Imagine walking into a courtroom and getting blindsided when you find your own clergy has written a character letter for your ex husband whose accused of violating his protective order and abusing you. How do you respond as a woman? What do you do? Warning: The story below mentions tough topics like religious trauma, clergy abuse and domestic violence.
What is Religious Trauma?
In short, religious trauma is the symptoms that come from a stressful or traumatic religious experience. A person who has gone through religious trauma may suffer from PTSD, nightmares, disassociation, flashbacks, anxiety, etc. While it isn’t recognized as a diagnosis in the DSM (diagnostic statistical manual of mental disorders) it has become more recognized by clinicians, therapists and counselors and groups and therapy geared towards religious trauma and faith transition are popping up.
What is Clergy Abuse?
A google search of the phrase “clergy abuse” often leads to articles and phone numbers that allow a person to report clergy sexual abuse but it should be noted that there are other forms of clergy abuse.
These may include:
- abuse of power
- actions on the part of the clergy member that lead to further abuse of a member of his (her) congregation
- violations of church policies or procedures that are linked to abuse or perpetuation of abuse of a member of the congregation
My own personal story goes in line with my clergy not following our church’s policy handbook and the lack of accountability for this violation. While the above text messages sound like the desperate pleas of my husband wanting his wife back, those text messages my ex sent to my clergy not only violated his protective order but were a way to further continue abuse.

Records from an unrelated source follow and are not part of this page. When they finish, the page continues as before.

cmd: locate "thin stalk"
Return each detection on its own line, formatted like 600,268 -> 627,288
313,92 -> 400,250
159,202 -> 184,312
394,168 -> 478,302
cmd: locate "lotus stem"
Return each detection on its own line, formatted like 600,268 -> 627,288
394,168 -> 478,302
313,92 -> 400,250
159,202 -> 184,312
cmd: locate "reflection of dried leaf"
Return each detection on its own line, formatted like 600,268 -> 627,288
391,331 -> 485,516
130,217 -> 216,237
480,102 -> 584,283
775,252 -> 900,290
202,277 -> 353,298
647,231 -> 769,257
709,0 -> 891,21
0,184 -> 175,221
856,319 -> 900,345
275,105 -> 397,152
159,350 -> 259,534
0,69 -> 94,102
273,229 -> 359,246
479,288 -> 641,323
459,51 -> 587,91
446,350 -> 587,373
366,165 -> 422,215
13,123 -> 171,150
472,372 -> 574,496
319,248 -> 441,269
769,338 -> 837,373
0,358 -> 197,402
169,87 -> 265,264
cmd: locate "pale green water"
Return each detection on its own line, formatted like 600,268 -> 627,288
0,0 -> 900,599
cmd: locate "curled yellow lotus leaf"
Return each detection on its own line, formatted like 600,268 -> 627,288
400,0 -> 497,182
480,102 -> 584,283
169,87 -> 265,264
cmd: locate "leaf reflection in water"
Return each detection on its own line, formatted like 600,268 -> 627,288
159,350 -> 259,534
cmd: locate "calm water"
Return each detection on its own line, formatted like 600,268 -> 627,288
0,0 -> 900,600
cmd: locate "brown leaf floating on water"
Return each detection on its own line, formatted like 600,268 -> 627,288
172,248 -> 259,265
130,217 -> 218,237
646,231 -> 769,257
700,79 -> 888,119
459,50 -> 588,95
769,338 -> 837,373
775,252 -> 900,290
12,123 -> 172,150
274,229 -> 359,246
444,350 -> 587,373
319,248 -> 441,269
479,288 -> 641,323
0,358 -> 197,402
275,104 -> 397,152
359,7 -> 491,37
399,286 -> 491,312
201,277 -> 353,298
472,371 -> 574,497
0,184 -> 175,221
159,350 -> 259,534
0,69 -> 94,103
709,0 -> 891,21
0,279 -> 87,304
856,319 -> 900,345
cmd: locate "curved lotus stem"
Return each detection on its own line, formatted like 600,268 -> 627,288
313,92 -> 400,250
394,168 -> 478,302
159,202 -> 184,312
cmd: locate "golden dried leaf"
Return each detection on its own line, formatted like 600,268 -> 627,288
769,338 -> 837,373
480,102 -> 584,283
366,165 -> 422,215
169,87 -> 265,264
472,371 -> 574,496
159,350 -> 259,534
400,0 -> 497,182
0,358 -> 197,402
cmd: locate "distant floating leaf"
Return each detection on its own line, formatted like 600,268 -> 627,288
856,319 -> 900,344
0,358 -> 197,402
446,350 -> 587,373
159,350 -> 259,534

So what does happen when a clergy member violates church policies and handbooks and potentially puts a member of his own congregation and their children in further danger of abuse?
Clergy Abuse Reporting
Unfortunately, you as a member should be able to report it. But many churches do not include phone numbers, hotline numbers or places members can go to report these types of clergy abuses. Members are left to reconcile and come to terms with this abuse on their own, or often choose to quietly leave the church without having the right or ability to report what happened.
In short, they continue to be abused, or leave abused by a church that doesn’t allow them to hold their leaders accountable for erroneous violations and actions as a leader in a position of power and authority. This is especially true with woman or minority populations in a patriarchal church. Will this change?